The warrant was sought by LMPD detective Joshua C. Jaynes and was among a total of five warrants approved the preceding day by Jefferson County Circuit Judge Mary Shaw "within 12 minutes". It was stamped as filed with the court clerk's office on April 2. All five warrants contain similar language to justify no-knock entry that concludes with "due to the nature of how these drug traffickers operate". Christopher Slobogin, director of Vanderbilt University's Criminal Justice Program, said that unless police had a reason to suspect that Taylor's residence had surveillance cameras, "a no-knock warrant would be improper." Brian Gallini, a professor at the University of Arkansas, also expressed skepticism about the warrant, writing that if it was appropriate in this particular search, "then every routine drug transaction would justify grounds for no-knock".
In September 2022, WHAS11 news reported that as part of Goodlett's plea deal, she stated that Jaynes sought the warrants from Shaw "because he believed she would not closely scrutinize the warrants".

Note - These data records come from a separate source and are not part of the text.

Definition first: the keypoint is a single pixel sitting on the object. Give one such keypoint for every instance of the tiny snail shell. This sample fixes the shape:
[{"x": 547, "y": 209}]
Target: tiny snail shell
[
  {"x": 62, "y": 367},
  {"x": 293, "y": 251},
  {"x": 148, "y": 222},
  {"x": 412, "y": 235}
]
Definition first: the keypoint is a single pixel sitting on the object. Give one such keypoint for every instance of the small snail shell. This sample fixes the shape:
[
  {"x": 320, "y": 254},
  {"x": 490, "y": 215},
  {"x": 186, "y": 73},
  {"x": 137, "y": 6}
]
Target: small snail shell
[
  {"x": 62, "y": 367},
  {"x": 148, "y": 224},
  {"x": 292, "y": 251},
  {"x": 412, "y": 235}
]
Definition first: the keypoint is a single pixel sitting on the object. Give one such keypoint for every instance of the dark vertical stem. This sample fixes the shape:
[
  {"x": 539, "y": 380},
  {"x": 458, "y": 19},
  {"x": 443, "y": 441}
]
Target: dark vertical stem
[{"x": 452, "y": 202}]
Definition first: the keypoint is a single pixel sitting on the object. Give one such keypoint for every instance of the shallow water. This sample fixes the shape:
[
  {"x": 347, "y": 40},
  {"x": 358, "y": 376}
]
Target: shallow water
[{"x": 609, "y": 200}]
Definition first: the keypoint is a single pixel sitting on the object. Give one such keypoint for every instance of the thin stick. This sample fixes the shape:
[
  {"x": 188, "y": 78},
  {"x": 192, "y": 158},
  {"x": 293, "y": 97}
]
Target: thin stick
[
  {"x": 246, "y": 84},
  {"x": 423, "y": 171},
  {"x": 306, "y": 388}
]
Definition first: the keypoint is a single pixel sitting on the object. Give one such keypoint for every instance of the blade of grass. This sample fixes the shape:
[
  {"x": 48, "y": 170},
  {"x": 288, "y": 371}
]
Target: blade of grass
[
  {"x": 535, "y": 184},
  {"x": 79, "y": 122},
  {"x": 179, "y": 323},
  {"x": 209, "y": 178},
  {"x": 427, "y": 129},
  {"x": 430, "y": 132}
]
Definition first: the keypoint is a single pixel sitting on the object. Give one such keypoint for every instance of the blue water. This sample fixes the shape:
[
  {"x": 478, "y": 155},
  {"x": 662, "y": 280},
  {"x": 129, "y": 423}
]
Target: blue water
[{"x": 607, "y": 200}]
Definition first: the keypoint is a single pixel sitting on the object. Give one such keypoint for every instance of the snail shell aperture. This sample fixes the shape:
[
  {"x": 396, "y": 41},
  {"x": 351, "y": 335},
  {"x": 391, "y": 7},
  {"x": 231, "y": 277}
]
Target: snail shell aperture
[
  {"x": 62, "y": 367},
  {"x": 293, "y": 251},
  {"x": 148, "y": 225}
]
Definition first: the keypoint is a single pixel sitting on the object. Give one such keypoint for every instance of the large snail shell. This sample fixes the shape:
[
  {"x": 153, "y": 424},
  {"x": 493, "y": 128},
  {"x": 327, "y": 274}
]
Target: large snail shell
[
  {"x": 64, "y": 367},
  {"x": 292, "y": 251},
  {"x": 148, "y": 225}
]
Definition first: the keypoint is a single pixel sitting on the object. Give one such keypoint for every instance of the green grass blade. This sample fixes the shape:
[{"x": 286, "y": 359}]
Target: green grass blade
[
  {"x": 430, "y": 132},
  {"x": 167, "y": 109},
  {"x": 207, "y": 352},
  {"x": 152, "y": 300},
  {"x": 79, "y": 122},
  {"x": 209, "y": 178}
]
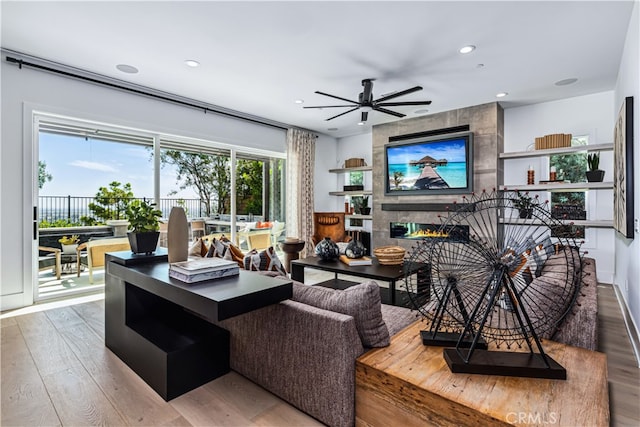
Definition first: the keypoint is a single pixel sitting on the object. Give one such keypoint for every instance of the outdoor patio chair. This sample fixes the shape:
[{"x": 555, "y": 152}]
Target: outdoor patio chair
[
  {"x": 258, "y": 240},
  {"x": 52, "y": 259},
  {"x": 95, "y": 250},
  {"x": 197, "y": 228},
  {"x": 276, "y": 231}
]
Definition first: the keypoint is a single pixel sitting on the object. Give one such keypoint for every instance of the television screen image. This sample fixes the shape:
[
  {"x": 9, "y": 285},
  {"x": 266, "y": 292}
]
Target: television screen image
[{"x": 439, "y": 165}]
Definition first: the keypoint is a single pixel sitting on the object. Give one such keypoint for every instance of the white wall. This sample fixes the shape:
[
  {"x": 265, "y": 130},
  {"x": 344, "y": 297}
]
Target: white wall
[
  {"x": 592, "y": 115},
  {"x": 25, "y": 89},
  {"x": 627, "y": 269}
]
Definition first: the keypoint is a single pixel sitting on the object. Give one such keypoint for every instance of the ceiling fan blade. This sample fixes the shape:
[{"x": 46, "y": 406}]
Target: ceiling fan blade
[
  {"x": 342, "y": 114},
  {"x": 384, "y": 110},
  {"x": 336, "y": 97},
  {"x": 401, "y": 93},
  {"x": 329, "y": 106},
  {"x": 399, "y": 103}
]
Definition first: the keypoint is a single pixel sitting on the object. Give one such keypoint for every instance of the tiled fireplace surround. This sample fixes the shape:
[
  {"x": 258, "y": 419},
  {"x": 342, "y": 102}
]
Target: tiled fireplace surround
[{"x": 485, "y": 121}]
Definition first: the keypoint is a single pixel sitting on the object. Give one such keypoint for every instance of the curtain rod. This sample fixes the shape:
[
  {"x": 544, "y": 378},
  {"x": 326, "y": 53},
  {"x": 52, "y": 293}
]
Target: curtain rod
[{"x": 141, "y": 90}]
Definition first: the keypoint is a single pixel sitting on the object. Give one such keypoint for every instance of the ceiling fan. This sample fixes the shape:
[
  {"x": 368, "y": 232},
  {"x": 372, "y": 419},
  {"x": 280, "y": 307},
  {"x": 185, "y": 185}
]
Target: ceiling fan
[{"x": 366, "y": 102}]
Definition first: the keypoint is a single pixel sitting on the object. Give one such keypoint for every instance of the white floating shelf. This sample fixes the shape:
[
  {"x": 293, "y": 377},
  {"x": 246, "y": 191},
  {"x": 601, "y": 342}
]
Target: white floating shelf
[
  {"x": 551, "y": 151},
  {"x": 356, "y": 216},
  {"x": 566, "y": 186},
  {"x": 354, "y": 169}
]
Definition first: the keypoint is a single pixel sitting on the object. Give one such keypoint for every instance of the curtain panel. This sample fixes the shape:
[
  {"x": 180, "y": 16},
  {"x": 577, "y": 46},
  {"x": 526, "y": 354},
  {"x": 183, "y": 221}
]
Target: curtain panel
[{"x": 301, "y": 148}]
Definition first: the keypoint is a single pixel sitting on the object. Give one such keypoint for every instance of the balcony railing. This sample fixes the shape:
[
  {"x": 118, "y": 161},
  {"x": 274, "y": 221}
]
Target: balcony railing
[{"x": 72, "y": 208}]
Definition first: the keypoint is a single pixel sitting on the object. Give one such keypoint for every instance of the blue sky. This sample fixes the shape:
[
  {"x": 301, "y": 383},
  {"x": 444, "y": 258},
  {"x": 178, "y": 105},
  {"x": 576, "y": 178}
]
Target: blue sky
[
  {"x": 80, "y": 167},
  {"x": 453, "y": 151}
]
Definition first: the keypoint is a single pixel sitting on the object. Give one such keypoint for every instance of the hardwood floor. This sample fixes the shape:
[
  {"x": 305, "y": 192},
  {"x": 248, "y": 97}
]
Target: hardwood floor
[
  {"x": 624, "y": 374},
  {"x": 56, "y": 371}
]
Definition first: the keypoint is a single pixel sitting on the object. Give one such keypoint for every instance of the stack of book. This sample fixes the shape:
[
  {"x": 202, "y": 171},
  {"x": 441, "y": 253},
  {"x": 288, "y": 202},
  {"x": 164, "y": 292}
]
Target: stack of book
[
  {"x": 355, "y": 261},
  {"x": 203, "y": 269},
  {"x": 556, "y": 140}
]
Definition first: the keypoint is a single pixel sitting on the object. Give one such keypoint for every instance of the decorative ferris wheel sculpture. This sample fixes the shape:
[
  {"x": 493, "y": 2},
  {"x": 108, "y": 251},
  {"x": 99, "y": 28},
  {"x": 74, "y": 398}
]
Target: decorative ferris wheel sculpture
[{"x": 497, "y": 278}]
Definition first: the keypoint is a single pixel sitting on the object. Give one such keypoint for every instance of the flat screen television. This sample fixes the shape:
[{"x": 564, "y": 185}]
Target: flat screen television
[{"x": 430, "y": 166}]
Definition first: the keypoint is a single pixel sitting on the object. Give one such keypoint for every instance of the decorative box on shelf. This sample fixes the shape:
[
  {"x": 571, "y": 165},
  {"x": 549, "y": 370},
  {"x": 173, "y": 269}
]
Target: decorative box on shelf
[
  {"x": 568, "y": 212},
  {"x": 354, "y": 163}
]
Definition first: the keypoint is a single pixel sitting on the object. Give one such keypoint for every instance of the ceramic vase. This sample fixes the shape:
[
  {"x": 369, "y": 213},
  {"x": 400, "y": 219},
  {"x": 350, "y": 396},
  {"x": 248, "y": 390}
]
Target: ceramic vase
[
  {"x": 327, "y": 249},
  {"x": 178, "y": 235},
  {"x": 355, "y": 249}
]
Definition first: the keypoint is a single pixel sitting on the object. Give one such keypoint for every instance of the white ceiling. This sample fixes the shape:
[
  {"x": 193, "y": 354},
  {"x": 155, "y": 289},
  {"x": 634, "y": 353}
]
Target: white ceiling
[{"x": 259, "y": 57}]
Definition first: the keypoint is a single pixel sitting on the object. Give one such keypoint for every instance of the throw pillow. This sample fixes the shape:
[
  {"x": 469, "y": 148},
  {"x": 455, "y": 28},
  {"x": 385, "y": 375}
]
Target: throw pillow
[
  {"x": 198, "y": 248},
  {"x": 234, "y": 252},
  {"x": 266, "y": 260},
  {"x": 217, "y": 249},
  {"x": 360, "y": 301}
]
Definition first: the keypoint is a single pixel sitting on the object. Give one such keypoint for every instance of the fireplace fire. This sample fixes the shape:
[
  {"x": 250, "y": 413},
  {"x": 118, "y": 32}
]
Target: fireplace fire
[{"x": 416, "y": 231}]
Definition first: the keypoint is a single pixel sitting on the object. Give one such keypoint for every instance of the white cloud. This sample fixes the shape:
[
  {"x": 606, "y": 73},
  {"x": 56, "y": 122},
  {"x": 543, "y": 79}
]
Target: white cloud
[{"x": 93, "y": 166}]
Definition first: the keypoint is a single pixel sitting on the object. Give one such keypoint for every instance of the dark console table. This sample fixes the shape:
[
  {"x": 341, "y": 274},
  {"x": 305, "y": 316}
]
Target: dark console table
[
  {"x": 376, "y": 271},
  {"x": 161, "y": 327}
]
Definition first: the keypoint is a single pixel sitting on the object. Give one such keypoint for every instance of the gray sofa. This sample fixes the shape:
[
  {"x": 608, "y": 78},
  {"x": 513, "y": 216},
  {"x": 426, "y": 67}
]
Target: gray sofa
[{"x": 306, "y": 353}]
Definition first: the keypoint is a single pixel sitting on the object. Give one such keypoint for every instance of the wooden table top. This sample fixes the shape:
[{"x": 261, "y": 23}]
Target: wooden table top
[{"x": 581, "y": 400}]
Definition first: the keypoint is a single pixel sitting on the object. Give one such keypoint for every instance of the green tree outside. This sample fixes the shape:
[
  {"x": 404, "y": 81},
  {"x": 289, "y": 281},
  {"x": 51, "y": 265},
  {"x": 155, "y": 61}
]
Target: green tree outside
[
  {"x": 43, "y": 175},
  {"x": 110, "y": 203}
]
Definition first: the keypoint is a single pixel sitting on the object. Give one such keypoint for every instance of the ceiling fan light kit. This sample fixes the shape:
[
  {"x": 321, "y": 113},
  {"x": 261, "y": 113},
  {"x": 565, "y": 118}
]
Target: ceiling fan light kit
[{"x": 366, "y": 103}]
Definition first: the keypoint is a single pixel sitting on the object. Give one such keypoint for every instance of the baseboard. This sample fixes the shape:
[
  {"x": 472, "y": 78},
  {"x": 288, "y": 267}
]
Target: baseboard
[{"x": 632, "y": 329}]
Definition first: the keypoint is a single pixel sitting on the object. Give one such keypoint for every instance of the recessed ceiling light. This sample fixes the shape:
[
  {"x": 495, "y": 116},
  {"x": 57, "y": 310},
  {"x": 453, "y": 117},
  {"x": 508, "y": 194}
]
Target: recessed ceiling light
[
  {"x": 129, "y": 69},
  {"x": 467, "y": 49},
  {"x": 566, "y": 82}
]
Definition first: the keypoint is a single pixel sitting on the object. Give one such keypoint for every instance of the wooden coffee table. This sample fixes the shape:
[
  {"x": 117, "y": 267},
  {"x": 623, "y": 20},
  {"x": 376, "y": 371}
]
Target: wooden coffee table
[
  {"x": 410, "y": 384},
  {"x": 376, "y": 271},
  {"x": 163, "y": 328}
]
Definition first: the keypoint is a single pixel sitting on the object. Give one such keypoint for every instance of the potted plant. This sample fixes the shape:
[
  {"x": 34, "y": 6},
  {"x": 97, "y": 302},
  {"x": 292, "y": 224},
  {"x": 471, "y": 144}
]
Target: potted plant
[
  {"x": 364, "y": 206},
  {"x": 69, "y": 244},
  {"x": 594, "y": 174},
  {"x": 144, "y": 226},
  {"x": 524, "y": 203}
]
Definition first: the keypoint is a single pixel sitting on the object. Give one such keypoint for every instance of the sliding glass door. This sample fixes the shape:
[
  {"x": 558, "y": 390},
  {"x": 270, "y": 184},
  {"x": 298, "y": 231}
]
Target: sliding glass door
[{"x": 88, "y": 173}]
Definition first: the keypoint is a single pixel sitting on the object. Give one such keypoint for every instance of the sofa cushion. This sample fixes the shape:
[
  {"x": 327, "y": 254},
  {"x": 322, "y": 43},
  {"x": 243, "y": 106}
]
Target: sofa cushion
[{"x": 360, "y": 301}]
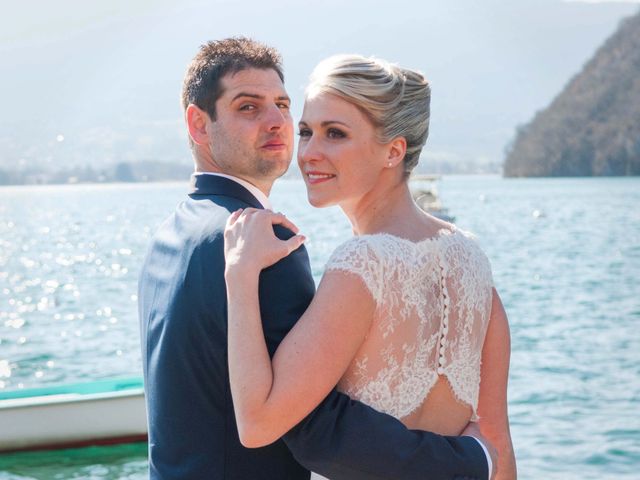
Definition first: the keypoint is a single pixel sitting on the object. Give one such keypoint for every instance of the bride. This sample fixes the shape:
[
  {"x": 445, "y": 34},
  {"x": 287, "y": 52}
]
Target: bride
[{"x": 406, "y": 318}]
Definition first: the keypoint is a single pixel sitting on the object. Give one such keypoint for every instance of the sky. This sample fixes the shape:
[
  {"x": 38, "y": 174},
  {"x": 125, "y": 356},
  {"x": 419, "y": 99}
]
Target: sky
[{"x": 99, "y": 82}]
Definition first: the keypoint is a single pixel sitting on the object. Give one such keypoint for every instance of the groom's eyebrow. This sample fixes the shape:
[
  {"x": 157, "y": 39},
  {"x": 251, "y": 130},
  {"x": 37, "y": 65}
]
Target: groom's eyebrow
[{"x": 259, "y": 97}]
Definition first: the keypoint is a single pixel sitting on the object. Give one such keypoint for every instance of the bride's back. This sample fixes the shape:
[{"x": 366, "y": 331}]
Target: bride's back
[{"x": 421, "y": 359}]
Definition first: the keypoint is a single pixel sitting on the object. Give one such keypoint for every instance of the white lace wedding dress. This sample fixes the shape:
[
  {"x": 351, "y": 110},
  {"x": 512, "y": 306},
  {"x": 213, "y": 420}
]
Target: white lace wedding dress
[{"x": 433, "y": 303}]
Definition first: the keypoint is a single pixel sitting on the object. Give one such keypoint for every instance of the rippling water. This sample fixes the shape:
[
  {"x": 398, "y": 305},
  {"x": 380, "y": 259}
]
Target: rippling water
[{"x": 565, "y": 256}]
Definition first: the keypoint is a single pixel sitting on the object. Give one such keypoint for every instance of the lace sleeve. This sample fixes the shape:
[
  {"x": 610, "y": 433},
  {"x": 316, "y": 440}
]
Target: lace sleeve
[
  {"x": 479, "y": 260},
  {"x": 357, "y": 256}
]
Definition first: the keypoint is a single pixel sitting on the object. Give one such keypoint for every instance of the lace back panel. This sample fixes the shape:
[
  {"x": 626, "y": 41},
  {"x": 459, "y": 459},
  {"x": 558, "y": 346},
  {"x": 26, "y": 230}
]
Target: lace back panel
[{"x": 433, "y": 302}]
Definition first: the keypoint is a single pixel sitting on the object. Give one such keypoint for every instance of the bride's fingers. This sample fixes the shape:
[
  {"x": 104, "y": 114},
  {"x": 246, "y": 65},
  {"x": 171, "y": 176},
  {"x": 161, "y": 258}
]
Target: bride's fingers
[
  {"x": 234, "y": 217},
  {"x": 281, "y": 219},
  {"x": 294, "y": 243}
]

Jaynes attested in the affidavit that:
But Sergeant Timothy Salyer, supervisor of the Shively, Kentucky, police department's Special Investigations Unit, told LMPD internal investigators in May that due to "bad blood" between the United States Postal Inspection Service and the LMPD, inquiries related to the drug trafficking investigation had been routed through the Shively Police Department. In his interview with internal investigators, Jaynes said that before the raid on Taylor's apartment, Mattingly told him that the Shively Police Department had reported that the United States Postal Service had not delivered any suspicious packages to that address. Jaynes was reassigned from his duties with the LMPD in June.
According to The New York Times, before the execution of the no-knock warrant, orders were changed to "knock and announce".